Matthias Mangiapane versuchte derweil, mit Blick auf sein zeterndes Vorbild, sich auch etwas Luft zu verschaffen und rumzupöbeln ("Ich krieg schon wieder die Kotze"), wirkte dabei aber eher wie Dr. Evils Mini Me oder Mr. Burns Arschkriechergehilfe Smithers.

Schließlich platzte Nick dermaßen das Botoxgesicht, dass sie Oberts Klamotten in ihren Koffer feuerte und die Treppe runterschmiss ("Ich hab dir packen geholfen"). An dieser Stelle waren bald 45 Minuten vergangen und bisher bestand die Folge fast ausschließlich aus Gebrüll. So fühlt sich verkatert sein ohne Alkohol an.

Claudia Obert

Inmitten dieser skurrilen Auseinandersetzung befand sich Ronald Schill, der inzwischen freiwillig die Rolle des Zuschauers eingenommen hatte und wie ein Sportkommentator das Geschehen analysierte. Seine akademische Wortwahl erzeugte zumindest für einen Moment die Illusion wir würden uns hier gemeinsam etwas Hochkulturelles ansehen.

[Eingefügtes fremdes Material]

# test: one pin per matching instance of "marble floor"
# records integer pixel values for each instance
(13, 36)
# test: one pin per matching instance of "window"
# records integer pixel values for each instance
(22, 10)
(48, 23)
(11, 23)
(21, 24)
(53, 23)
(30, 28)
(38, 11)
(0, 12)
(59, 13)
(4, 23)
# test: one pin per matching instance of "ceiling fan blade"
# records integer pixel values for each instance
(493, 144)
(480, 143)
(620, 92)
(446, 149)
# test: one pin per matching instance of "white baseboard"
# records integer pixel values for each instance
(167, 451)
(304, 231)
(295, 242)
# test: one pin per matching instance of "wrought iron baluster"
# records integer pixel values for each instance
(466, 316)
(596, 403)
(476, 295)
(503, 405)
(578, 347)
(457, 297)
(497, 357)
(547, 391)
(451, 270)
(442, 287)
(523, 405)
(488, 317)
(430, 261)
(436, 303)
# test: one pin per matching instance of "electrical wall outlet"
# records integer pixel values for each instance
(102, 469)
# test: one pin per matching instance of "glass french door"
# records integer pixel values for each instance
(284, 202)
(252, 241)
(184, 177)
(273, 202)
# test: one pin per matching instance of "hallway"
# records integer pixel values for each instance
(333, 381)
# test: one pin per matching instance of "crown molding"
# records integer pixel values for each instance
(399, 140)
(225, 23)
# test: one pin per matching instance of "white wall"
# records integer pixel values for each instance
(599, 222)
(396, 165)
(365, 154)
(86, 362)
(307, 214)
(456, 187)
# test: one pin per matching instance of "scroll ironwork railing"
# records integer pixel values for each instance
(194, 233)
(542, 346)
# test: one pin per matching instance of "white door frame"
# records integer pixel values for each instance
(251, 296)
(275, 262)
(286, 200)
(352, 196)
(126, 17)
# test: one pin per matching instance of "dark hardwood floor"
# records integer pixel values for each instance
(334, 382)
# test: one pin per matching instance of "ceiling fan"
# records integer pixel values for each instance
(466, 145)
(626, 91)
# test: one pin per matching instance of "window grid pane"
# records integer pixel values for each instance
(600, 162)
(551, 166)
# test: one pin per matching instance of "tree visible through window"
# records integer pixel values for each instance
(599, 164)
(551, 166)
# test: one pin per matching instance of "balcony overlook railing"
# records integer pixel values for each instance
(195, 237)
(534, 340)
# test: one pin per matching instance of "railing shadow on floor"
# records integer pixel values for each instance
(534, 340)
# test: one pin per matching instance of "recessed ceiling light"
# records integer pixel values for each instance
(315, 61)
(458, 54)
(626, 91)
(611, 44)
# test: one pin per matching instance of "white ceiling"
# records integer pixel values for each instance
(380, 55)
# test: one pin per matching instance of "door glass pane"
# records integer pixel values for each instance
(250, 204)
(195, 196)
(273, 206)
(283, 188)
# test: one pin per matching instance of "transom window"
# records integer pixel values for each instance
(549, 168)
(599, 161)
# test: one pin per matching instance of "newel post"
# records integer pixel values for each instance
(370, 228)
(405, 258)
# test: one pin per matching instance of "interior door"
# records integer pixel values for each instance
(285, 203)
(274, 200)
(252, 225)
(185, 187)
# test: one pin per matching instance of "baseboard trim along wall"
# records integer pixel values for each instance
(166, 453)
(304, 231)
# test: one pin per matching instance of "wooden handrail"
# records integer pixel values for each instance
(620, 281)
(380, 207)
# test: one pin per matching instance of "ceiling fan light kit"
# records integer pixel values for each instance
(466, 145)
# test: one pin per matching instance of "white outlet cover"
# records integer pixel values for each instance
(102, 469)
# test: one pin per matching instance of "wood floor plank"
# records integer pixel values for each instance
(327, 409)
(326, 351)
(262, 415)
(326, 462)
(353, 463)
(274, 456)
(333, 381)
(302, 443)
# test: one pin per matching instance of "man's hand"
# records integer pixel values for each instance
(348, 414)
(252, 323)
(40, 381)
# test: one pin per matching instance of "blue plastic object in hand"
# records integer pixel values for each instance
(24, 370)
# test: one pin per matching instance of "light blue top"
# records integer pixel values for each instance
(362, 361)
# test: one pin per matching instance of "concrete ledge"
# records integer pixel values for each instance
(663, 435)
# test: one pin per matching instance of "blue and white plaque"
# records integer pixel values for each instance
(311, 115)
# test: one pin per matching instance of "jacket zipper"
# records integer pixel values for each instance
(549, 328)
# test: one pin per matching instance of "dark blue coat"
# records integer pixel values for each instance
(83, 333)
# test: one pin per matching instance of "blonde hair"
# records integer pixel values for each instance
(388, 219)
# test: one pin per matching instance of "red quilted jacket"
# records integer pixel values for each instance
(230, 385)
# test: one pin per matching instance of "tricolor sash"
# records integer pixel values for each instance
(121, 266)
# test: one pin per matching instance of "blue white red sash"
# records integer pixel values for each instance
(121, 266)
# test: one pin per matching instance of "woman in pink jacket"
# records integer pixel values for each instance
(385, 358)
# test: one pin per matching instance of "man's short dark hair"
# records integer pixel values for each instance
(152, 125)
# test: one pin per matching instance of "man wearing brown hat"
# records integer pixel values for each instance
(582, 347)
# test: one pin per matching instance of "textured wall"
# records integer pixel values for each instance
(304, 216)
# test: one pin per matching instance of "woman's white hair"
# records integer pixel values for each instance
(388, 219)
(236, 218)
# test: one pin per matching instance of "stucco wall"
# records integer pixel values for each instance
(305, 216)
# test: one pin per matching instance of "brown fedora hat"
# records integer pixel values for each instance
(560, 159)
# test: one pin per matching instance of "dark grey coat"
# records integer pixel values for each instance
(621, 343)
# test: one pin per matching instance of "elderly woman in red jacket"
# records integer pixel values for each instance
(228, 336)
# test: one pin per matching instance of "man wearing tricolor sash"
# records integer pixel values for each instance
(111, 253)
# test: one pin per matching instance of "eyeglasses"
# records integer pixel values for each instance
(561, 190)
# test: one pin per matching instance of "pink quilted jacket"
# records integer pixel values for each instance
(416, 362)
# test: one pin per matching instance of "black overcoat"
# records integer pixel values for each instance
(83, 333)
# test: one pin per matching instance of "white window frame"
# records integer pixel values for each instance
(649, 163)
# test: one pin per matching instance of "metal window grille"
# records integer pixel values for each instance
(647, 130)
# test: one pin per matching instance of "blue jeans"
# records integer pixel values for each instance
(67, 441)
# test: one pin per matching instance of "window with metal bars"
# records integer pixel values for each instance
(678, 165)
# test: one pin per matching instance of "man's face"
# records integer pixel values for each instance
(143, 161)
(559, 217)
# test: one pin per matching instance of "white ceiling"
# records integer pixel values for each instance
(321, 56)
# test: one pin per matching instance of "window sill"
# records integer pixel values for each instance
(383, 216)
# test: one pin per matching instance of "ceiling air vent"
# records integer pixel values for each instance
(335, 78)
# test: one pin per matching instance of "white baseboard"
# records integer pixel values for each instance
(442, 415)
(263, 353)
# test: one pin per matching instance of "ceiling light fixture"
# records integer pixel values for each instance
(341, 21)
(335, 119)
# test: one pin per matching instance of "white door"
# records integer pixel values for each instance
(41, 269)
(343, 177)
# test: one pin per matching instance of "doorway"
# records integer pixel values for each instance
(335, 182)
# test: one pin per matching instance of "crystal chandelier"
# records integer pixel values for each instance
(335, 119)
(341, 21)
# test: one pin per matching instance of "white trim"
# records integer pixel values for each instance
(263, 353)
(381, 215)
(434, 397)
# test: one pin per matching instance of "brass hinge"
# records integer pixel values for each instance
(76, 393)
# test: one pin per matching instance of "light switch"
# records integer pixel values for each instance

Erst der Streit, dann die Sackrasur

Dass diese Sendung so weit entfernt von Hochkultur ist, wie Claudia Obert von alkoholfreiem Champagner, war wenige Minuten nach dem Jahrhundert-Streit klar. Wir sahen den blanken Arsch von Bastian Yotta, der vorne wiederum mit einer intensiven Sackrasur beschäftigt war. Als Teilnehmer einer Show in Thailand, eingepfercht in einem Horror-Haus zusammen mit acht weiteren Prominenten, beobachtet von zahlreichen Kameras, scheint eine Intimrasur das einzig richtige zu sein.

Nachdem die erste Hälfte der Folge sämtliche Energie aus unseren Körpern saugte, blieb die zweite zum Verschnaufen. Die Spiele waren zäh und langweilig, aber ganz ehrlich: Im Vergleich zur ersten Stunde wäre sogar die Übertragung der Mondlandung zum Einschlafen gewesen.

Am Ende war es wieder einmal Tobi, der Joey Heindle von Promis unter Palmen, dessen Stimme über den Rausschmiss einer Person entschied. Wie wir war auch er völlig fertig mit den Nerven und entschied sich schließlich für seine Ex-Freundin Janine Pink und gegen Eva Benetatou. Ist ja eigentlich auch egal, Hauptsache Désirée und Claudia sind noch dabei.

Diese beiden Terrortanten, die Promis unter Palmen regieren. Die uns jede Woche aus unsere Apathie schreien, unsere Sinne foltern. Aber viel wichtiger: Bei der Beobachtung dieses anstrengenden Gesellschaftsschauspiels der Z-Promis in diesem Horror-Haus erscheint Social Distancing in der realen Welt plötzlich wie eine Erholung und gar nicht mehr so schlimm. Naja, zumindest bis zur nächsten Woche.